Award-winning filmmaker Eytan Fox is best known for his films dealing with strongly delineated characters and homosexuality, incorporating a strong use of artistic design and aesthetic elements.
Born in New York in 1964, Fox immigrated to Israel with his family at a young age and grew up in Jerusalem. He studied at the Dept. of Film and TV at Tel Aviv University. He made two films about homosexuality in the Israeli army: Time-Off (1990), a short drama which won First Prize at the Munich Student Film Festival; Yossi and Jagger (2002), which won Honorable Mention for TV drama at the Jerusalem Film Festival.
Fox's first feature film, Song of the Siren (1994), based on the acclaimed novel by Irit LInur, was one of the most popular Israeli films of the 1990s. His dramatic television series Florentene (1997-99), based on the American TV series, Friends, which examines the lives of young people in Tel Aviv, won First Prize in the television category at Jerusalem (1997). His short musical comedy, Gotta Have Heart (1997), won a prize for Best Short at the New York NewFest (1999).
His highly acclaimed and award-winning Walk on Water (2003) is a complex film about the emotional baggage that Israeli men carry as a result of living in a society at war (see previous review on this blog). His most recent feature film, The Bubble (2006), is about the homosexual scene on Sheinkin St., about the terrible divide between Palestinians and Israelis, and the humiliations that Palestinians face on a daily basis contrasted with some of the everyday life in Tel Aviv.
Eytan Fox's latest film, Yossi, which premiered recently at the Tribeca FIlm Festival and is currently playing in Israeli cinemas, is a sequel to Yossi and Jagger. Ten years after Jagger died in Yossi's arms during the war in Lebanon, Yossi (Ohad Knoller) is still in the closet. He is a cardiologist in a Tel Aviv hospital, but has not had a love relationship of any kind since his deep attachment to Jagger during his army service. Red-eyed and haggard looking, he is desperately lonely and in need of a vacation. Driving to Eilat for some time off, he picks up a group of soldiers, also on their way to party and vacation in Eilat.
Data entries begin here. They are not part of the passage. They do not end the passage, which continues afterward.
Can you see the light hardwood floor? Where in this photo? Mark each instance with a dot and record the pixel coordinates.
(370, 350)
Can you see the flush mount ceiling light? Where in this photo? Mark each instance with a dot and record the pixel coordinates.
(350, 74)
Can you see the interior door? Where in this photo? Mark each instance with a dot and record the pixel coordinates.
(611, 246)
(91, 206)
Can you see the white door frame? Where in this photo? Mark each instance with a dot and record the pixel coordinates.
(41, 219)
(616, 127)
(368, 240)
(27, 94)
According to Eytan Fox (interviewed on Israeli Radio Reshet Bet, last week), "I left the image of Yossi in a not very good place, and I decided to return to try to change that." He explained that the story is a variation on his own life, on the path that he himself experienced, and also it is about how Israeli society has changed. Ten years have gone by and Israeli society has changed, but Yossi is still stuck where he was at the end of the previous film.
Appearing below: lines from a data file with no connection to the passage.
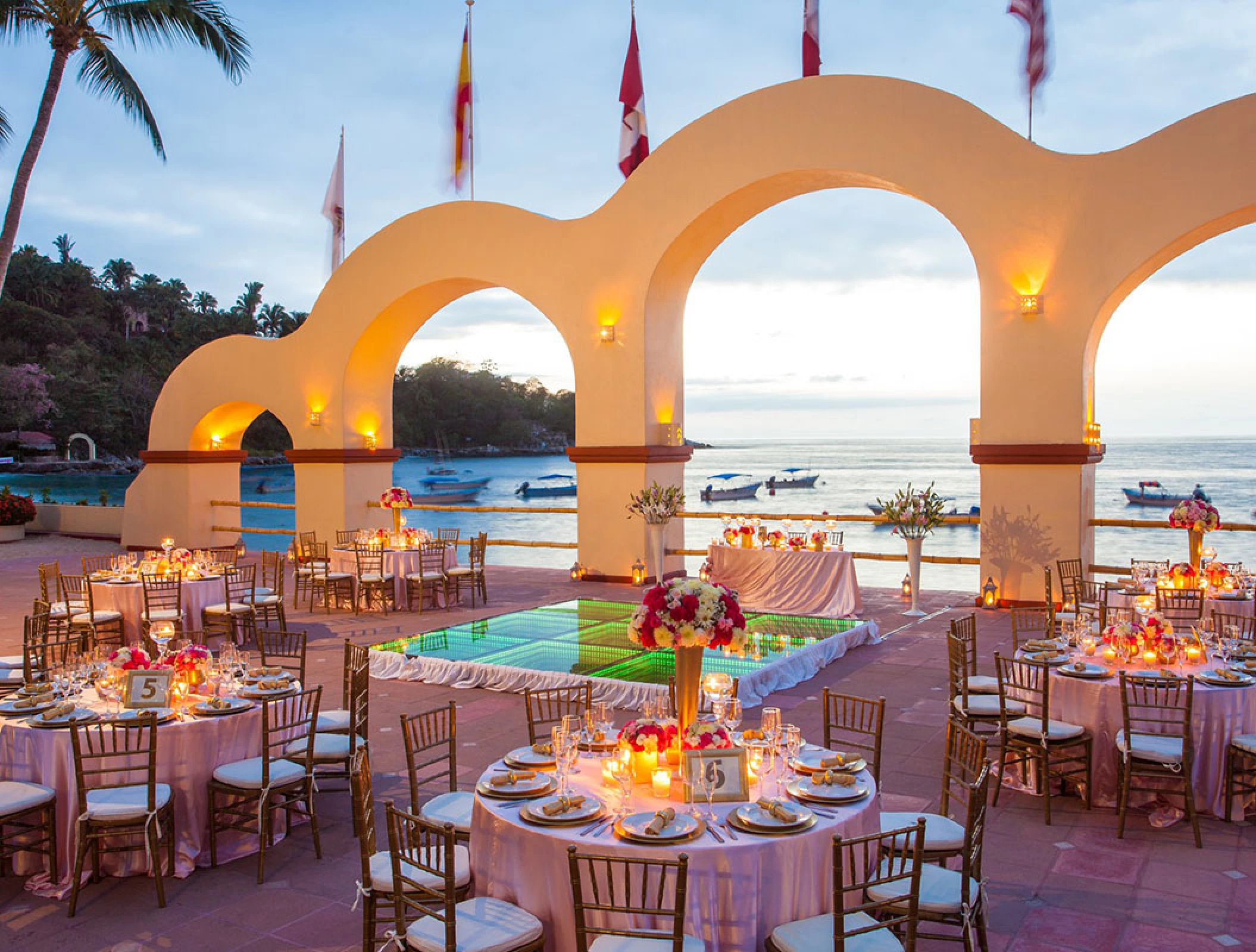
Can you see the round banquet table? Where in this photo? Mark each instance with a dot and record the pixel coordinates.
(1218, 715)
(739, 891)
(129, 598)
(188, 753)
(397, 562)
Music is beautifully integrated -- as it is in all of Fox's films. But Yossi and Jagger was a different kind of film -- produced on the background of war, it had much tension and drama. This film is more about life and learning how to love again. Gestures and glances are crucial elements -- rather than action and drama -- making the film more of a psychological study than a narrative film.